Heart failure is a condition that usually takes place slowly. It most often develops following an injury to the heart such as heart attack, high blood pressure, diseases or infections of the heart muscle, or heart valves that aren't working properly. The injured heart muscle is weakened and must work harder to keep up with the body's needs for blood and oxygen. This can result in the heart becoming enlarged (cardiomyopathy). It can also result in the tired feeling many people experience first. Unfortunately, people may ignore this rundown feeling or think these symptoms are normal symptoms of aging.

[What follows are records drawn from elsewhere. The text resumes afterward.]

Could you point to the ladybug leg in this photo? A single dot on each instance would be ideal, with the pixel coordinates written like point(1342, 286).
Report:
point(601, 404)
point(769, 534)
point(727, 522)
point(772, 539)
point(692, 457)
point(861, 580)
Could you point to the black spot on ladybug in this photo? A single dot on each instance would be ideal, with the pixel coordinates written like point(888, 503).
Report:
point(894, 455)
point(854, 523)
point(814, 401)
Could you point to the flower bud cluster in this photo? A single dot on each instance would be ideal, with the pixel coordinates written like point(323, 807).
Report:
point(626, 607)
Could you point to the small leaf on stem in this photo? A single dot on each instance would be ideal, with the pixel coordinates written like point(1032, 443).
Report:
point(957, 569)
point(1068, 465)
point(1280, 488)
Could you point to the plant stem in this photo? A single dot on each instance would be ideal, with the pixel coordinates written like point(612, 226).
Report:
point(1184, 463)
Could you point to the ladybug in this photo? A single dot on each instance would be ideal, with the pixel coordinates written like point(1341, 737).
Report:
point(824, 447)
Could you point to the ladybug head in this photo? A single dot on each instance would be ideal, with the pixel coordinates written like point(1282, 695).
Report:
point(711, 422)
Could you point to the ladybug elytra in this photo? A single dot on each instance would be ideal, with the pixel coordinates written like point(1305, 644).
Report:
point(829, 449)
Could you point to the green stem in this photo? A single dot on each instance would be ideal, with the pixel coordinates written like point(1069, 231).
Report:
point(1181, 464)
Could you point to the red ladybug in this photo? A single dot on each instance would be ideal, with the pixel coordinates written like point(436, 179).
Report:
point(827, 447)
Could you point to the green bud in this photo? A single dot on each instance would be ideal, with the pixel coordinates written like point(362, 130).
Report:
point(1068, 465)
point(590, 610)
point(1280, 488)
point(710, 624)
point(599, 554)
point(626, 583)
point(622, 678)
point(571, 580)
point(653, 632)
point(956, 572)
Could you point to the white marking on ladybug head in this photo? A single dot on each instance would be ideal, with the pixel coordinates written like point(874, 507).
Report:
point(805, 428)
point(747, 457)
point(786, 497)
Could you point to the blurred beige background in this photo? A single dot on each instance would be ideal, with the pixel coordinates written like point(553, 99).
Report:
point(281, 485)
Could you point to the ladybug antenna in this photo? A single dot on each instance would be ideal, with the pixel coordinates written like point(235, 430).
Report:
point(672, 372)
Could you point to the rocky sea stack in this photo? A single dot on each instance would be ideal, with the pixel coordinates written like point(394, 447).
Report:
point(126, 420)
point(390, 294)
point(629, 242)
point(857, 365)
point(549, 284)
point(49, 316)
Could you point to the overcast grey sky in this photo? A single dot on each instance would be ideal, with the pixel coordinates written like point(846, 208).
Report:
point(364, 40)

Heart failure is a condition affecting 4 million to 5 million Americans. It is the most common reason people 65 and older are hospitalized. More than 400,000 new cases of heart failure are diagnosed each year.What causes congestive heart failure (CHF)?
When the heart can't pump enough blood, blood backs up in the veins. Fluid builds up, which may cause swelling (edema) in feet, ankles and legs. It is best to sit with your legs elevated as often as possible. Weight gain, shortness of breath (especially when lying down), may follow. The fluid that builds up in the lungs causes congestion. Heart failure is often called congestive heart failure (CHF) because of this congestion in the lungs. Congestive heart failure can get worse if not treated.
How is heart failure diagnosed?
Only your doctor can tell if you have heart failure. Your doctor may use a number of tests such as lab work and electrocardiogram (EKG). An echocardiogram may be used to measure ejection fraction (EF). Ejection fraction measures the heart's ability to pump. A normal EF is 50% or greater. Most people with heart failure, but not all, have an EF of 40% or less.